25 Sprengstoffhunde durchsuchen Areal
Das Areal wird mit 25 Sprengstoffspürhunden durchkämmt. Und zwar alles. Das Oktoberfest ist 42 Hektar groß, das sind knapp 59 Fußballfelder. Außen ist es gespenstisch still. Das Riesenrad verharrt, der Skyfall-Turm steht regungslos da. Aus den Zelten ertönt keine Musik der Wiesn-Kapellen.

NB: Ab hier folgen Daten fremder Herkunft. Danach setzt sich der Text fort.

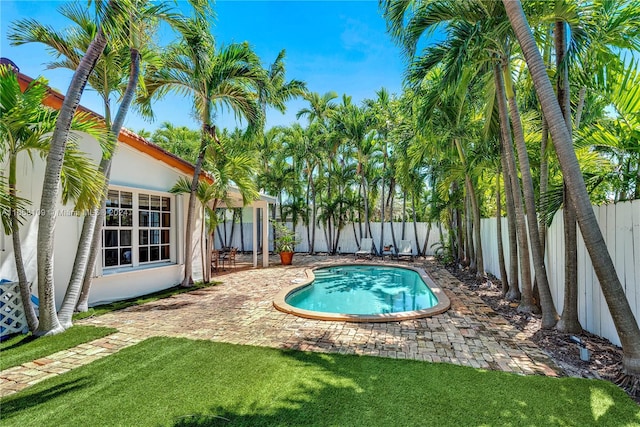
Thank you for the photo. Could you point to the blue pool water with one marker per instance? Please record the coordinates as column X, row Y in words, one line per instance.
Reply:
column 362, row 289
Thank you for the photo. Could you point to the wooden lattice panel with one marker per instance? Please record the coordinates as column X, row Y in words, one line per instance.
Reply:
column 12, row 314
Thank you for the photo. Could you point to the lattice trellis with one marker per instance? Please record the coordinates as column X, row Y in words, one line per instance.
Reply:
column 12, row 314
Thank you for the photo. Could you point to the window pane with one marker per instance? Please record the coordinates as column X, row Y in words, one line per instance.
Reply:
column 125, row 256
column 111, row 218
column 110, row 238
column 144, row 254
column 154, row 219
column 154, row 254
column 164, row 252
column 155, row 203
column 166, row 219
column 125, row 237
column 112, row 199
column 143, row 218
column 126, row 199
column 143, row 201
column 126, row 217
column 110, row 257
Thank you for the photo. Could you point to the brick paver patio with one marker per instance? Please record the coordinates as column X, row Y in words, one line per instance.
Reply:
column 240, row 311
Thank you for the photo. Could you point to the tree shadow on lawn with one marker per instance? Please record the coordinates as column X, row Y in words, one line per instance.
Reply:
column 13, row 405
column 180, row 382
column 388, row 392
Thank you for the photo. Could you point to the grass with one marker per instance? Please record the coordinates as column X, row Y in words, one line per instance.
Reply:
column 180, row 382
column 25, row 348
column 119, row 305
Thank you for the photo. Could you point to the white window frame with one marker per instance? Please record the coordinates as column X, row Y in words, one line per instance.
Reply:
column 163, row 233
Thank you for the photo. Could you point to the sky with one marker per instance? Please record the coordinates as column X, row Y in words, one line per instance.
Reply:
column 339, row 46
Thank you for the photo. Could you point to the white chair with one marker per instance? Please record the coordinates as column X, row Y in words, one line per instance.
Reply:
column 366, row 245
column 405, row 249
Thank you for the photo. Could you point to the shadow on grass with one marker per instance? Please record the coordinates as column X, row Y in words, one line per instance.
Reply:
column 180, row 382
column 411, row 393
column 26, row 401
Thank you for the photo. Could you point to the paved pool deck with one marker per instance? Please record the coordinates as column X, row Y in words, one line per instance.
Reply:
column 240, row 311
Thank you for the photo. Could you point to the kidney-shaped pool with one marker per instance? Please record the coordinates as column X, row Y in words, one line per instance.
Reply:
column 364, row 293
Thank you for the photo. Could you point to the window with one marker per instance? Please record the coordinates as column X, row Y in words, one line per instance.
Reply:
column 118, row 227
column 154, row 216
column 137, row 229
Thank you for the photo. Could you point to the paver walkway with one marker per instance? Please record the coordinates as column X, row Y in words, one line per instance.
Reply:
column 240, row 311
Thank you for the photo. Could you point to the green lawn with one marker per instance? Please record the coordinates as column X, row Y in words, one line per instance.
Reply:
column 169, row 382
column 25, row 348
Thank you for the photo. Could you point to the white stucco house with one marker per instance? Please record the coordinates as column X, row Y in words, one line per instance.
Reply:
column 143, row 236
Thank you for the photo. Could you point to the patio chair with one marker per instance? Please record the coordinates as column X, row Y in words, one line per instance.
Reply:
column 366, row 244
column 405, row 250
column 215, row 260
column 232, row 257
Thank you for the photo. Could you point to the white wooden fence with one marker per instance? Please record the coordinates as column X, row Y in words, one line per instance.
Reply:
column 620, row 225
column 347, row 239
column 619, row 222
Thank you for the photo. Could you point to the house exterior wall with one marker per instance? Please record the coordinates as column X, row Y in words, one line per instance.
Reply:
column 132, row 171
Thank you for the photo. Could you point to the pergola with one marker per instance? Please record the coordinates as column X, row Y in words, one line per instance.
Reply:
column 262, row 203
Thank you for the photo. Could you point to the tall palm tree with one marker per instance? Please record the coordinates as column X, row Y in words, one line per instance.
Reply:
column 179, row 140
column 215, row 78
column 624, row 320
column 321, row 107
column 108, row 15
column 120, row 62
column 25, row 127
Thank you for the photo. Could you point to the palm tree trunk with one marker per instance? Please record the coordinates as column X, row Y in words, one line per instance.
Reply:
column 569, row 322
column 513, row 293
column 187, row 281
column 624, row 319
column 503, row 269
column 25, row 289
column 470, row 252
column 426, row 239
column 581, row 96
column 49, row 323
column 404, row 217
column 241, row 233
column 421, row 250
column 382, row 211
column 475, row 210
column 526, row 300
column 393, row 233
column 549, row 313
column 91, row 235
column 544, row 181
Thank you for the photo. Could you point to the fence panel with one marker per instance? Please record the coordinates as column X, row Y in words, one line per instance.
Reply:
column 620, row 225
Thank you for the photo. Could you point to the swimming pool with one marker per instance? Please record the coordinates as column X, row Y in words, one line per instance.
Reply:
column 364, row 293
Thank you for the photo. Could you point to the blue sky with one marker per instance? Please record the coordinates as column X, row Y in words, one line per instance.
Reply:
column 331, row 45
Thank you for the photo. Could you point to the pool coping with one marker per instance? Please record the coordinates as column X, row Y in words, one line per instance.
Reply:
column 279, row 302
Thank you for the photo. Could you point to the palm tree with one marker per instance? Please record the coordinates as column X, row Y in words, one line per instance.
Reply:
column 120, row 62
column 321, row 107
column 215, row 78
column 108, row 15
column 25, row 127
column 179, row 140
column 624, row 320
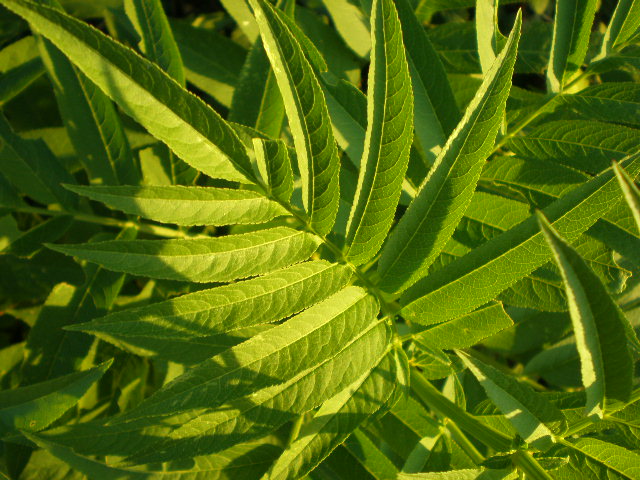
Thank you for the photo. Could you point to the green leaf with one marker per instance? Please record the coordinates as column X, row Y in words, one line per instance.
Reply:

Der übliche weit nach draußen dringende Lärm fehlt, ebenso der typische Wiesn-Geruch – etwas zwischen Bier, Gebratenem und gebrannten Mandeln.
Familie G. aus Memmingen steht auch enttäuscht am Eingang – Vater Stefan, Mutter Julia, ein kleiner Sohn und eine Tochter im Buggy. „Um zwanzig nach zehn haben wir im Auto davon gehört“, sagt die Mutter, die ein Dirndl trägt. „Da dachten wir: Egal, wir fahren trotzdem hin.“ Einmal pro Wiesn reisen sie gern die 120 Kilometer aus dem Allgäu an. Sie nehmen es gefasst an diesem sonnigen Tag: „Wir gehen in die Stadt und schauen mal, was wir machen.“
Am Samstagnachmittag erst kam es zur kurzfristigen Schließung des Geländes für eine Stunde – wegen Überfüllung. Es drohte eine Massenpanik, die Gefahr bestand, dass sich die vielen Menschen zerquetschten.